Gov’t seeks marketers for Liza oil lifts

Government has announced that it is looking for marketers of oil from the Liza 1 and Liza 2 platforms but for a second time has not released to the public information on the requirements or the specific period the contract would cover.

Unlike in the past where the information was shared on what criteria they should meet, the Ministry of Natural Resources is again asking interested bidders to write seeking whatever clarity is needed for the bids that will be opened on October 11, 2022.

“The Ministry of Natural Resources, hereinafter referred to as “the procuring entity” invites eligible bidders to submit their bids for the provision of marketing services for the cooperative republic of Guyana’s Oil Entitlement from Lot –Liza Destiny FPSO Vessel and Lot 2-Liza Unity FPSO Vessel,” a notice from the Ministry states.

It said that “Interested bidders may obtain further information by email at jmckenzie@nre.gov.gy.”

It is unclear why information on the processes was withheld but calls to both Minister of Natural Resources Vickram Bharrat and the ministry’s Permanent Secretary Joslyn Mackenzie went unanswered.

There has been no marketer for oil share from the Liza Unity, which has been in operation since February of this year, as government had said it would undertake the task itself until it “fleshes out” what would be the regime going forward.

For this country’s oil share from the Liza Destiny FPSO, the contracted marketer had been the Saudi Arabia-based Aramco company and its contract expired on August 31st of this year.

The Government of Guyana has said that it will receive 12 lifts for this year from the 96.3M barrels of oil equivalent expected to be produced from the Stabroek Block.

Last month, Senior Petroleum Coordinator within the Natural Resources Ministry Bobby Gossai Jr had told this newspaper that there had been “three (3) lifts of profit oil from Liza Destiny FPSO for 2022 thus far” and “another three (3) lifts” were expected during the remainder of the year.

It is also unclear when the next oil lifts are due.

Government has said that it would have been setting up a portal dedicated to making information on the oil and gas sector public but to date there has been no such website or sub-link on the MNR’s website.

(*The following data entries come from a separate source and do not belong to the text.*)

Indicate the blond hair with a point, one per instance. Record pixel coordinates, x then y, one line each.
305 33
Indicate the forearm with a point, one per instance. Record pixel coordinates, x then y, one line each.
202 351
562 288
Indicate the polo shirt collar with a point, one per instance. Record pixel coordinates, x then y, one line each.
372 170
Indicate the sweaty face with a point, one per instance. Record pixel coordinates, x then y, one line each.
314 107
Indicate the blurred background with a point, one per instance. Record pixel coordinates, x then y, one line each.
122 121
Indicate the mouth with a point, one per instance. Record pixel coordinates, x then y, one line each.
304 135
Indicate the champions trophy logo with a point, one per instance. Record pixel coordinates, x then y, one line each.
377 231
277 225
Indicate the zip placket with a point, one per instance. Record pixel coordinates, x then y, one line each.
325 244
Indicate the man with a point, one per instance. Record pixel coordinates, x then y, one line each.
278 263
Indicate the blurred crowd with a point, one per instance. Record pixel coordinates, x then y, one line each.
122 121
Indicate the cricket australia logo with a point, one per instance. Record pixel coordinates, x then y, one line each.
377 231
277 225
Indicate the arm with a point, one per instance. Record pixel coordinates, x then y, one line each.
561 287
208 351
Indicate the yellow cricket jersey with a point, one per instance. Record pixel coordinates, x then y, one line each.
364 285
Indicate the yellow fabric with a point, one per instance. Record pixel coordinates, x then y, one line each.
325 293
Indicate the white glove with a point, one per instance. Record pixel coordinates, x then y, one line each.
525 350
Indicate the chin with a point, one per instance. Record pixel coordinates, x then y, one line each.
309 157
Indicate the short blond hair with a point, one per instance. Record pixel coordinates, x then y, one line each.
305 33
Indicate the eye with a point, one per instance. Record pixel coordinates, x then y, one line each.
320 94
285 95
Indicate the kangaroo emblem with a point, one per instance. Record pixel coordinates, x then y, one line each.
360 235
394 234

Sparse public information is given about the upcoming tender process but the ministry notes that the bids will be divided into lots. It did not state how many lots or for what period each lot covered.

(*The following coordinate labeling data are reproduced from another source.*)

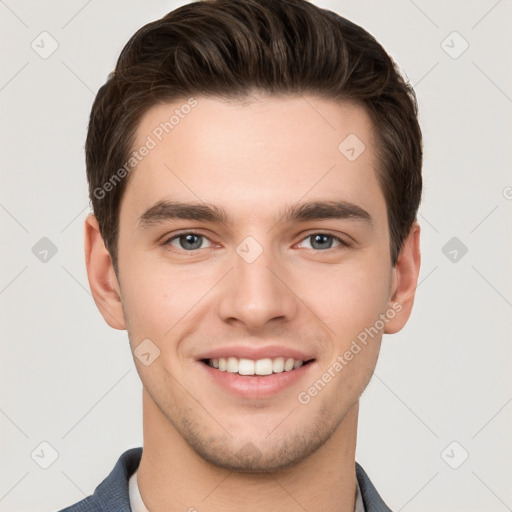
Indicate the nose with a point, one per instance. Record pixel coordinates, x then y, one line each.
258 292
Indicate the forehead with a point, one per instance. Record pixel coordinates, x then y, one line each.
250 158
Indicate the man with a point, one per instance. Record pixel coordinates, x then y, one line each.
255 173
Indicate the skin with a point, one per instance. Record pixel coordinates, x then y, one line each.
203 446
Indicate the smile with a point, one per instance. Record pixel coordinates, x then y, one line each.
266 366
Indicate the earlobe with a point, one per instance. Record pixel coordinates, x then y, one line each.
405 281
102 279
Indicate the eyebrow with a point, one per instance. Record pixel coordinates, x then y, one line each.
165 210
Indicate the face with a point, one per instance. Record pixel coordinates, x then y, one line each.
282 257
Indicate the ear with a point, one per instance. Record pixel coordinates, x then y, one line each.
404 281
102 278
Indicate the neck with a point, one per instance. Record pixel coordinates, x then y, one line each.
173 477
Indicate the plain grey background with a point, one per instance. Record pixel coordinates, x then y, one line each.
435 421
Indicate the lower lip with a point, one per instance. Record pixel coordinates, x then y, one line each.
250 386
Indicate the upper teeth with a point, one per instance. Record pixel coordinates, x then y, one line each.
259 367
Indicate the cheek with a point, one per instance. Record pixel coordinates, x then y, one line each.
351 299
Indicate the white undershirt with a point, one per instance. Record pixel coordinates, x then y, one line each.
138 505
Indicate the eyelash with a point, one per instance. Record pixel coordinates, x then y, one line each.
342 243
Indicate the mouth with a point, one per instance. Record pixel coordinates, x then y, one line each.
257 368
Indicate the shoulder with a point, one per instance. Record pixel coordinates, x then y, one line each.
111 495
371 498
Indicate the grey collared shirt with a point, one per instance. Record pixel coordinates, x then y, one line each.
113 493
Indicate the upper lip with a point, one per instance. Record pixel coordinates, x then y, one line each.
255 353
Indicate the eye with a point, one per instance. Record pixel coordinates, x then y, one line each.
187 241
323 241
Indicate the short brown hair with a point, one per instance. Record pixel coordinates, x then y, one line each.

“This bid is conducted on lots of basis [lots division basis]. Bidders may bid for one or more lots as defined in the bidding documents. Firms must submit the original and two copies and electronic non-editable copies of the bid for each lot. The bidder shall seal the signed bid in an envelope addressed to the National Procurement and Tender Administration Board,” the notice informs.

Last year August, government had confirmed that Aramco’s contract “is for a year; the 12 months starting from September to August next year.”

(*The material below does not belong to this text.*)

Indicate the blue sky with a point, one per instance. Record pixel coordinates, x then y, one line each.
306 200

This year, it had said that it would be marketing oil from Unity, using the spot sale system, a provision catered for under the crude lifting agreement, until a determination of the way forward.

Directly selling its oil share from that project to India was also being explored.

“That [selling to India] is something we will consider, too. But, of course, we would like it to be an open, transparent process. We have always mentioned it should be that way. We are considering the option of India but then we are looking at making it an open process,” the Minister of Natural Resources had said.

“What we are looking at, too, is not marketing but selling [ourselves]. In that way we save on the marketing fee. So if any country, India, or any company, is willing to do that, we may be open to talk about that. That way this country would actually save money,” he had added, while noting that government will assess the best option for this country.

However, main opposition coalition partner the Alliance for Change had expressed concern over the prospect of the government directly marketing the country’s share of crude oil, bypassing existing established marketing mechanisms.

General Secretary of the AFC and current Natural Resources shadow minister in Parliament, David Patterson, had said such a move would not only signal a significantly frightening development, but raise questions about the policy direction, whether it has been well researched and the potential benefits quantified.

“Guyana, a new oil-producing country without the requisite industry experience, should seek partnerships to leverage our bargaining power. The PPP regime should not traverse beyond the usual bi-lateral agreement between nation-states, and all such resulting commercial contracts should be subject to parliamentary oversight and approval,” Patterson said.